Modelling program dynamics : A study on locality of reference
Abstract
Locality of reference is a phenomenon exhibited by programs and computer systems in general, and refers to the tendency to localize operations to a small subset of the available resources. In the past, this phenomenon has been studied in terms of temporal and spatial locality; studies of locality have been restricted to simple considerations that can be readily exploited to gain performance improvements. The objective of this thesis is to provide a general framework based on which locality studies can be conducted at various levels of detail, and investigate how this view can lead to improvements in design and evaluation methodology.
The principle of locality provides the basic framework which we generalize to a General Principle of Locality (GPL). Our GPL asserts that in a system displaying locality of reference:
(i) there will be non-uniform demand for resources,
(ii) the demand patterns will be correlated over time, and
(iii) if the demand pattern becomes uncorrelated over an interval, this signifies a transition in locality.
We classify resources as intrinsic or extrinsic, depending on the level at which the study is performed, and show that spatial locality is merely an artifact of the mapping between intrinsic and extrinsic resources. Based on the General Principle of Locality and our classification of resources, we propose necessary conditions that must be satisfied by a model of locality to be representative; we require that a representative model be able to accurately predict performance on various direct-mapped cache configurations. Further, none of the published models of program memory behaviour, when evaluated based on our necessary conditions, are found to be representative.

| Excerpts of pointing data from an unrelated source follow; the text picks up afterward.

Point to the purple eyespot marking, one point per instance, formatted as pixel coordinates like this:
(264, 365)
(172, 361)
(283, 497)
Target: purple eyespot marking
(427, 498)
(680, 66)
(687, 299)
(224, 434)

We introduce the concept of dynamic data clusters, which are formed by partitioning a data reference stream. Dynamic data clusters are used to identify locality phases in a program. A variation of the procedure used to cluster data addresses forms the basis for the design of a hardware unit for prefetching structural references in a program. Our evaluation of this structural prefetch scheme shows that it can reduce miss ratios by as much as 50%. Performance improves by as much as 75% when this scheme is used along with a strided prefetch scheme.
We developed a representative locality model for memory behaviour in a program phase, based on the GPL necessary conditions. The model was validated by comparing the cache miss ratios of a synthetically generated trace based on the model against the miss ratios for the corresponding phase of the actual program, across various direct-mapped cache configurations. The design of caches to meet a target performance is used to illustrate an application of our locality model.
The processing of the LRU stack, used in our model, is known to suffer from performance problems. We present four algorithms to speed up LRU stack processing and show that one of them, the Successive Depth Approximation algorithm, improves performance by as much as 50% over the best published algorithm which uses a splay tree to represent the stack.